JavaScript does not have these. In JS, you can't express "start of input only" if you also need ^ to match line starts elsewhere. The workaround is to apply the multiline flag selectively or not at all.

Word boundaries: \b and \B

\b matches a position between a word character (\w: letter, digit, or underscore) and a non-word character. \B is the opposite — matches positions not between those two character types.

This is how you write "match the whole word foo, not foo as a prefix":

/foo/       matches "foo", but ALSO matches "foobar" and "afoo"
/\bfoo\b/  matches "foo" as a standalone word
            doesn't match "foobar"
            doesn't match "afoo"

What counts as a "word character"?

In most flavors by default, \w means [A-Za-z0-9_]. So \b uses ASCII letter/digit/underscore as the "word" side. This causes problems with Unicode:

/\bcafé\b/   in standard mode: \b doesn't recognize é
                                 as a word character.
                                 May or may not match "café" depending
                                 on what comes after.

To fix this, use Unicode mode (the u flag in JavaScript, re.UNICODE in Python). Then \w includes Unicode letters and \b understands them.

Practical patterns

"This string is exactly an integer"

^-?\d+$

Anchors force a complete match. The minus sign is optional, then one or more digits, then end-of-string. Without anchors, -?\d+ would match the "5" inside "abc5def".

"Find every standalone word 'log'"

\blog\b

Word boundaries prevent matching "login", "logout", "blog", "catalog".

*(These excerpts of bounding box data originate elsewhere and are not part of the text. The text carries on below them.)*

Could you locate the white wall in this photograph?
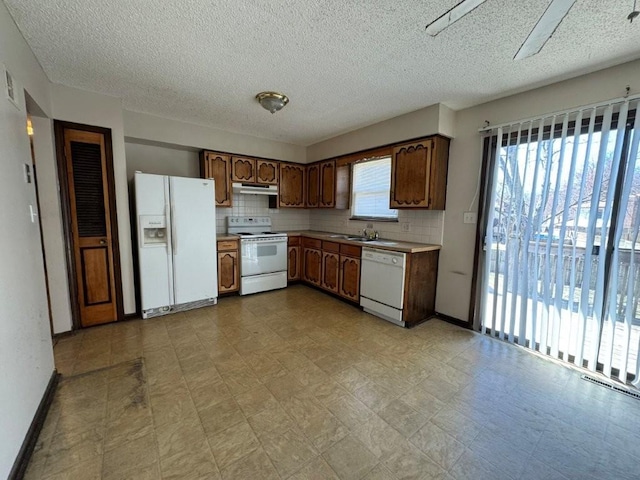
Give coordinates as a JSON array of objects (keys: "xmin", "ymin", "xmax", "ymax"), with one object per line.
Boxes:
[
  {"xmin": 51, "ymin": 84, "xmax": 136, "ymax": 314},
  {"xmin": 436, "ymin": 61, "xmax": 640, "ymax": 320},
  {"xmin": 123, "ymin": 110, "xmax": 307, "ymax": 163},
  {"xmin": 124, "ymin": 142, "xmax": 200, "ymax": 183},
  {"xmin": 307, "ymin": 104, "xmax": 455, "ymax": 162},
  {"xmin": 0, "ymin": 2, "xmax": 54, "ymax": 478}
]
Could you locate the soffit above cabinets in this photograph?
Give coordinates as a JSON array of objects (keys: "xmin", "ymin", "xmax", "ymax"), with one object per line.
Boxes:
[{"xmin": 4, "ymin": 0, "xmax": 640, "ymax": 145}]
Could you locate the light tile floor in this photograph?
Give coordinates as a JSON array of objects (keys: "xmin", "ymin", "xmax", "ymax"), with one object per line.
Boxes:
[{"xmin": 27, "ymin": 285, "xmax": 640, "ymax": 480}]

"Match only if not preceded by a digit"

Boundaries alone can't do this. You need a lookbehind:

(?<!\d)foo

Lookbehinds, like anchors, are zero-width — they assert a condition about position without consuming input.

Common mistakes

Forgetting ^ and $ in form validation. "Email regex" without anchors will match the email inside a longer string of garbage. Always anchor validation regex.
Using ^ with multiline flag when you meant absolute start. Use \A in flavors that support it.
Assuming \b works with Unicode. Add the Unicode flag explicitly.
Putting \b next to a non-word character. \b! at the end of a word does work (transition from word to non-word) but \b\. at the start doesn't make sense — there's no word transition there.

The takeaway

Anchors and boundaries are the glue between your pattern and the surrounding context. They make the difference between "this string contains a date" and "this string IS a date." Most validation bugs come from using too few anchors; most search bugs come from using too many.

When you're writing a regex, ask: "Where in the input does this need to match?" The answer drives which anchors belong in the pattern.